Internet privacy is becoming an ever greater concern in today’s world. Conventionally HTTPS has only ever been used on sites that require a secure login area, to prevent ‘snoopers’ from intercepting user data over an open network. In this post we will be discussing the why your site really should be using SSL and how you can go about changing that if you haven’t already.

However, Google now views HTTPS as an SEO ranking factor which suggests Google is looking for all websites to eventually make the switch over to HTTPS regardless of their content.

With the provision of free SSL providers, such as Flexible SSL from CloudFlare and Let’s Encrypt your site should be using SSL, after all money is no longer an excuse. Although it is worth bearing in mind that it needs to be properly integrated in order to receive an SEO boost, this includes setting up a 301 redirect to redirect all HTTP traffic to HTTPS.

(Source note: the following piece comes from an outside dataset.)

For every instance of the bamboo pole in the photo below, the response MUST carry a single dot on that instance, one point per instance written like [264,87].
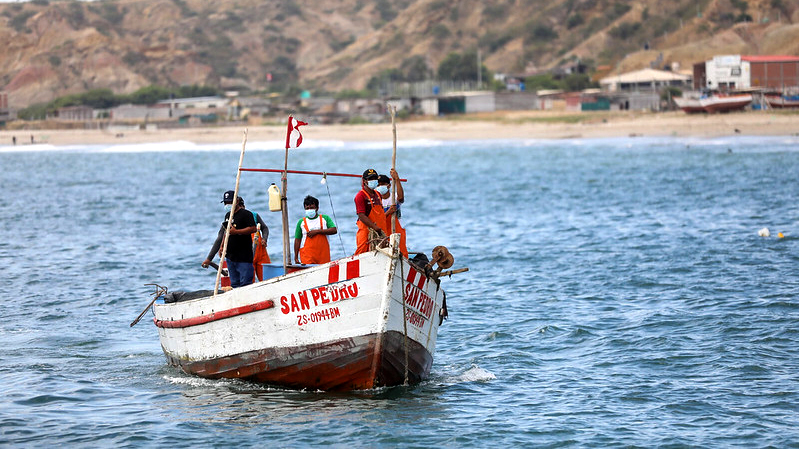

"Over the past few months we’ve been running tests taking into account whether sites use secure, encrypted connections as a signal in our search ranking algorithms. We’ve seen positive results, so we’re starting to use HTTPS as a ranking signal."
— Google Webmasters Blog

One thing to note is that CloudFlare’s Flexible SSL isn’t full SSL and should’t be used if your site holds sensitive user data as it only encrypts traffic between the client’s browser and the CloudFlare network – not the origin server. However, CloudFlare’s other SSL options work fine providing you have an SSL certificate on your own host.

How does HTTPS work?

SSL encrypts all data travelling between the client’s browser and the server. Once the data reaches the server, it is decrypted using the server’s private key. Whilst this data is travelling between the browser and the server it cannot be read or decrypted by anyone listening on the network. This means any sensitive data such as username, passwords or credit card information is safe from prying eyes.

Update

CloudFlare has recently started providing a service to generate an SSL certificate signed by CloudFlare to use within your own hosting environment. This allows you to use Full SSL on your site without the need of having a valid certificate. As all traffic to your site is directed through CloudFlare rather than your server, the SSL certificate on your host doesn’t have to be signed by a known authority.